Torrie is a town of two halves and while it's hardly toffs at the top, you'll have to descend, via one of several ways, for the beach at the bottom.
Again, things along here look surprisingly civilised with none of the menus in the grills and restaurants advertising English as their first language.
There isn't a full fry-up, with chips, in sight and that Sunday dinner is slipping away by the second.
Something more cultural will have to be settled for although some of the sculptural could best be described as temporary. This would have been trampled on 10 years ago, probably, but today the damage has been done by two days worth of rain.
It took 20,000 litres of water and 20 tons of sand, he says, to recreate this Czech Republic mountain town and is worthy of a €euro of anyone's money.

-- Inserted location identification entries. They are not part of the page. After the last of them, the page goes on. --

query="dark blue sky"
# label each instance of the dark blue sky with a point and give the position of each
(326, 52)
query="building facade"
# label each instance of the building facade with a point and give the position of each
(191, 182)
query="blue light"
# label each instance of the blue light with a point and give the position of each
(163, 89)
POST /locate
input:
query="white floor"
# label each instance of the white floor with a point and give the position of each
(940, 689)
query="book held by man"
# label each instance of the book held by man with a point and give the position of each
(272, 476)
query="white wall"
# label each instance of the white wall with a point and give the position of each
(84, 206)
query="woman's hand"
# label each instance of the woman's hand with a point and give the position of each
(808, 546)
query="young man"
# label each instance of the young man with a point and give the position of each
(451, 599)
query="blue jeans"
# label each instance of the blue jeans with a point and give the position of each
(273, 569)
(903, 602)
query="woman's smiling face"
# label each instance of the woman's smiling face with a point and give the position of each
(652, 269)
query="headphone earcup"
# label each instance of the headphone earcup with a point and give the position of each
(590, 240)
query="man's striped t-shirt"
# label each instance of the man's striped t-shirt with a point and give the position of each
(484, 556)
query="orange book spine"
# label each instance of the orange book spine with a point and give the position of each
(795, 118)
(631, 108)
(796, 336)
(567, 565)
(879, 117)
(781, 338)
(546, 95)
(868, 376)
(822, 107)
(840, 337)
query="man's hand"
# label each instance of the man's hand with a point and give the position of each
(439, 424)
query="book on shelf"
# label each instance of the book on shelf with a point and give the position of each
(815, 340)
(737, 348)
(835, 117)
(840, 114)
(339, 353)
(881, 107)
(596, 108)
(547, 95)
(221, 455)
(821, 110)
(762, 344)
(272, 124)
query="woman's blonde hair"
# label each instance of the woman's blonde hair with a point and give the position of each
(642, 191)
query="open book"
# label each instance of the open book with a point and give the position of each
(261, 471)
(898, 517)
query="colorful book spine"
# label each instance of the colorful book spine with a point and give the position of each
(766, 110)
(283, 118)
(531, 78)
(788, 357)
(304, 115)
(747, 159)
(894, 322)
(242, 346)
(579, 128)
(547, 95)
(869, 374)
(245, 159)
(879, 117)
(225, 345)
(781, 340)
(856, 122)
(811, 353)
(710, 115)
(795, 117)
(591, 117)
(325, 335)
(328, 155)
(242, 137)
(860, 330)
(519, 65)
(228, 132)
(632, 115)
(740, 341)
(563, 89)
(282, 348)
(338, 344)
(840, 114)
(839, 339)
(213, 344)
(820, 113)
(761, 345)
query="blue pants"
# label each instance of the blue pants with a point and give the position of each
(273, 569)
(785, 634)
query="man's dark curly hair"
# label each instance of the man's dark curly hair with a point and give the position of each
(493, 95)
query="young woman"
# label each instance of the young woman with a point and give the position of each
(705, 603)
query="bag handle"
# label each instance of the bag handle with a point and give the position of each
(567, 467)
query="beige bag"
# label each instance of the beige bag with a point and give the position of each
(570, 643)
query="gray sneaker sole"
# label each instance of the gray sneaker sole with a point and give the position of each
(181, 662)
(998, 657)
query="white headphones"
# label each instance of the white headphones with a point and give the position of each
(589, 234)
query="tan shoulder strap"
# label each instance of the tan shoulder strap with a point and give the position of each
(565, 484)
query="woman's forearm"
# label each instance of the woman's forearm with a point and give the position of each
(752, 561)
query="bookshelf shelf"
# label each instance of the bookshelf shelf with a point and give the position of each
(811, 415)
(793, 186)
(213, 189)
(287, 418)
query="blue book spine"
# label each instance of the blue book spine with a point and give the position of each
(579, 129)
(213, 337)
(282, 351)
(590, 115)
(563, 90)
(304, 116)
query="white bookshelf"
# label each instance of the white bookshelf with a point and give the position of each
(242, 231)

There's an area just south of the centre called La Carihuela, which has all the best seafood, it's said. Casa Juan looks to be the pick of the restaurants but watch out for the other Juans who might be piggybacking on this one's popularity unless there's a situation similar to Padstow here?
Torremolinos accounts for around 30% of all available rooms on the Costa del Sol and, back up the hill, most of those are at the gargantuan Hotel Cervantes.
That occupancy fact should come as no surprise since there's at least another two miles of beachfront, the half of which hasn't been seen.
There's more for fans of the stat, Brits still make up around a quarter of all visitor numbers but France and Germany are represented well with the Scandinavians said to be the biggest spenders.
All of this is all celebrated by the Monument of Europe, a rather ropey association through Greek mythology to the European Union. You know? When Zeus assumed the guise of a white bull to seduce the young princess Europa?
All your nations are represented with tiles on the nearby seating although they'll be getting the chisels out for this one come the morning of 29th March 2019, sorry, 1st November, sorry, the 12th of whenever!
 You think this looks realistic? It's even more anatomically accurate round the back.
A tempting-looking square up a backstreet soon disappoints but a chance, perhaps, for a Sunday roast in the Galloping Major, surely?
If only the mixed bunch of lairy, Yorkshire-sounding puddings smoking at the door weren't so off-putting.
With visitors occupying pretty much all of the available accommodation in the centre, where do the people who actually live here live? That'll be west and up the hill in the functional blocks, all a million, well, a mile away from the tourist trappings.
Children play innocently in the Plaza Federico Garcia Lorca under the watchful eyes of the grown-ups who dine and chat casually. It's a sedate, Spanish scene on a Sunday with not a whiff of el Bisto™ but, as is now known, there's not an awful lot of that going on in town these days.
Brave the busy N-340a and you'll reach some of the town's larger attractions. What was first thought to be the bullring turns out to be a sports stadium largely used for American Football, obviously.
The actual bullring doesn't appear to be operating as a burger processing plant these days and can be found behind what might just pass as a big 'car boot' back home.
The public barbeque facilities are being put to good use in an arid, wooded area that's a reminder of Thetford Forest, despite never having been there. Aqualand is walkable and does exactly what it says in a largest on the Costa del Sol kind of way but what's this?
The unmistakeably Moorish architecture suggests a history lesson on the subject of the Umayyad caliphate and the eventual conflicts with the Christians? Nah, it's a crocodile park.
Yes, an attraction given over to the native, European crocodylinae, yeah right, but there's no time for that today although there might be a café given the absence of that Sunday dinner.
It's time to return for the train and back past the businesses selling things that people actually need. That gives time to reflect on the reality of Torremolinos as well as the missed opportunity at the crocodile café...
Two alligator sandwiches luv and... make 'em snappy! Torremolinos became popular in the '70s but that one was doing the rounds about the same time they were still building the tower.